Taylor Downing: Reconstructions have freed up history
From a lecture by the managing director of Flashback Television to the Institute of Historical Research media conference, in London
One of the reasons for the current appeal of history on television is its range. As factual television has invented so many new formats in recent years, from makeover gardening to reality TV, so history has reinvented itself. At the one end, we have seen the 1900 house, the 1940s house and the Edwardian country house. At the other end, we have seen The Trench – in which a group of young men were given a taste of World War One.
All these types of programmes have tried to engage with younger viewers by asking them to imagine themselves transposed back in time to a particular historical moment. Interesting and very popular though these shows have been, they usually tell us more about people today than about lives 60, 80 or 100 years ago.
Although the houses of 1900 and 1940 revealed a lot about how our grandparents and great-grandparents struggled with the realities of everyday life, The Trench told us very little about the true horror of trench warfare. BBC health and safety regulations would understandably not have permitted the use of live ammunition, the terror of a real artillery bombardment or the horror of a gas attack. "Reality television" it might be; "real history" it certainly was not.

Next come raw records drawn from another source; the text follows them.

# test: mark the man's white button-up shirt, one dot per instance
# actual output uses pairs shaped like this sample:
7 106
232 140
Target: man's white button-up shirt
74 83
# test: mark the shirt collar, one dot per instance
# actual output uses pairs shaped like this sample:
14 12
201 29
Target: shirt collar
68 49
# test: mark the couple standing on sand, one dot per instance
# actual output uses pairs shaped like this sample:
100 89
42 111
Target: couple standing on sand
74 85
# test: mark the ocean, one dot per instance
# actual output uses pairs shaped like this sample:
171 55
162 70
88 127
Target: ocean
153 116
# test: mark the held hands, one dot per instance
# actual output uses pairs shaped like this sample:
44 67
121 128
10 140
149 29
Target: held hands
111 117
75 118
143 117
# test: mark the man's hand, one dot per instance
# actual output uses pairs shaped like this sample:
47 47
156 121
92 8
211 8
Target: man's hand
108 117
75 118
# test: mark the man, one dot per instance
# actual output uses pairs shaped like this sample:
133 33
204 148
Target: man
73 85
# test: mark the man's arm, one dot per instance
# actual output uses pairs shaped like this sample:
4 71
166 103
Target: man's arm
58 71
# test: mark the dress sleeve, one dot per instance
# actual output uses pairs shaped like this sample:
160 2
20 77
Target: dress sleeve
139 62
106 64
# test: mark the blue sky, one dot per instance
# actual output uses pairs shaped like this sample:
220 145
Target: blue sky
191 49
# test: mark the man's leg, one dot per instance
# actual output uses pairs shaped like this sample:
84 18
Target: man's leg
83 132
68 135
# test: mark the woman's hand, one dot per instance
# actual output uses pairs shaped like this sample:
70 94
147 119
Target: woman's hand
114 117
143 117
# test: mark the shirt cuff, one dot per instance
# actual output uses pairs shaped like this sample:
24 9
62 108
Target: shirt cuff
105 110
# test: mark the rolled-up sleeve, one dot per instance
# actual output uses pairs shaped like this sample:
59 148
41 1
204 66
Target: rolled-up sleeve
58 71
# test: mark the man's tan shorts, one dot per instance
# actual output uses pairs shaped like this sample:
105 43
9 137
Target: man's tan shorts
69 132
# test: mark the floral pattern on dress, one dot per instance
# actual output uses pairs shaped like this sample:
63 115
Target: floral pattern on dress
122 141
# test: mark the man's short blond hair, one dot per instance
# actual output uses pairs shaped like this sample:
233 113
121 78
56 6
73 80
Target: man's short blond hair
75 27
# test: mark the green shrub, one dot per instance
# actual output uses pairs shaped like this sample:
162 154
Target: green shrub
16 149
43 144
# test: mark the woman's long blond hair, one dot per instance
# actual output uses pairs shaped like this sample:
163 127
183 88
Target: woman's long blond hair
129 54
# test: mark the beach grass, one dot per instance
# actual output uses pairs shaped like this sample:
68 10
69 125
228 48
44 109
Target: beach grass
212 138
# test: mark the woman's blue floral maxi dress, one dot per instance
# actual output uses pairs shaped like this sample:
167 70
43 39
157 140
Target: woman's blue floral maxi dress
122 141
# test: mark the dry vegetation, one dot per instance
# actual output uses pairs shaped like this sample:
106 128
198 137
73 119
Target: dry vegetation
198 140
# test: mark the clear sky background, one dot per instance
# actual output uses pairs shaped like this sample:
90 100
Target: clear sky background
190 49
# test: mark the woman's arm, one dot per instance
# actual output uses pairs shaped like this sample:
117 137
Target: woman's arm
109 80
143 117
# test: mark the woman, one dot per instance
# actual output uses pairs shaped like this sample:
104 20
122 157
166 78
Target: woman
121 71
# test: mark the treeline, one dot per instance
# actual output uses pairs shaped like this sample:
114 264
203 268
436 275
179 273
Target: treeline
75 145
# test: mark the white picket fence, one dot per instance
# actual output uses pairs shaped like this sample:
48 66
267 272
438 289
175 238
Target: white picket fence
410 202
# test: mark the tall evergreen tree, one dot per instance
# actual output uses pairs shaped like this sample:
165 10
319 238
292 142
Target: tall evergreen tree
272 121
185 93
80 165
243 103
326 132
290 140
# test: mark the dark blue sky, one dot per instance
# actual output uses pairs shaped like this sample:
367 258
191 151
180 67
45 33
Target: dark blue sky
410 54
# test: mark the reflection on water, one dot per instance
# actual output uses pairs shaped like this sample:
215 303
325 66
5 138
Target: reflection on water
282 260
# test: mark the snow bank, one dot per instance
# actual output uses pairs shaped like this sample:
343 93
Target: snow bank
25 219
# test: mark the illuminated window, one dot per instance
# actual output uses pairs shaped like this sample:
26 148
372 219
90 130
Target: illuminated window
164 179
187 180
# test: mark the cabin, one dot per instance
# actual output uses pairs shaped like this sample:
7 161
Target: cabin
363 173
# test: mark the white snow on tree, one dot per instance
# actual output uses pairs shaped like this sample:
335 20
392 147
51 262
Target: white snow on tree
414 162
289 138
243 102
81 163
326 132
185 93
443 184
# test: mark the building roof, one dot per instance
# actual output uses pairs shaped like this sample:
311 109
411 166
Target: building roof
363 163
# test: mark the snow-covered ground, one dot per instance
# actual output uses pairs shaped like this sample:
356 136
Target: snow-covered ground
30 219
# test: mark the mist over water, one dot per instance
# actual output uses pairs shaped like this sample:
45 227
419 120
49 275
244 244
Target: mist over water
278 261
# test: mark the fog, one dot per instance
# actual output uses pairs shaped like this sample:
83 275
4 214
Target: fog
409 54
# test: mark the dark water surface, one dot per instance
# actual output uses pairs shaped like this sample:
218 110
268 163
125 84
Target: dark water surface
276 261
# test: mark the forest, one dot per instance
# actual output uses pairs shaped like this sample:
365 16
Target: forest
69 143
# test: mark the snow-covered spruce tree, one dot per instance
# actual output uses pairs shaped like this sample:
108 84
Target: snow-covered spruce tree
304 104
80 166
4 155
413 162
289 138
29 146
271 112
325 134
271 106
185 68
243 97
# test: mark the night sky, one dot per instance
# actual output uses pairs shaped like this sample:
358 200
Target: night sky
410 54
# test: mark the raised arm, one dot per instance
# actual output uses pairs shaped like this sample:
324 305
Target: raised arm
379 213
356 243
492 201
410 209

Another way to bring the past alive is the use of reconstructions to illustrate a theme. These re-enactments can vary from life in a medieval monastery to life at the court of Elizabeth I, from a scene at the camp of Napoleon's army to one at the airfield of an RAF Spitfire squadron during the Battle of Britain.
For me, historical re-enactments on television are justifiable when they evoke the spirit of a moment, the detail of a description, or the nature of some machine or piece of technology. And although they are rarely effective in painting a broad canvas – the scale of a battle or the mood of a vast crowd – reconstructions have freed up history from the ascendancy of the archive image.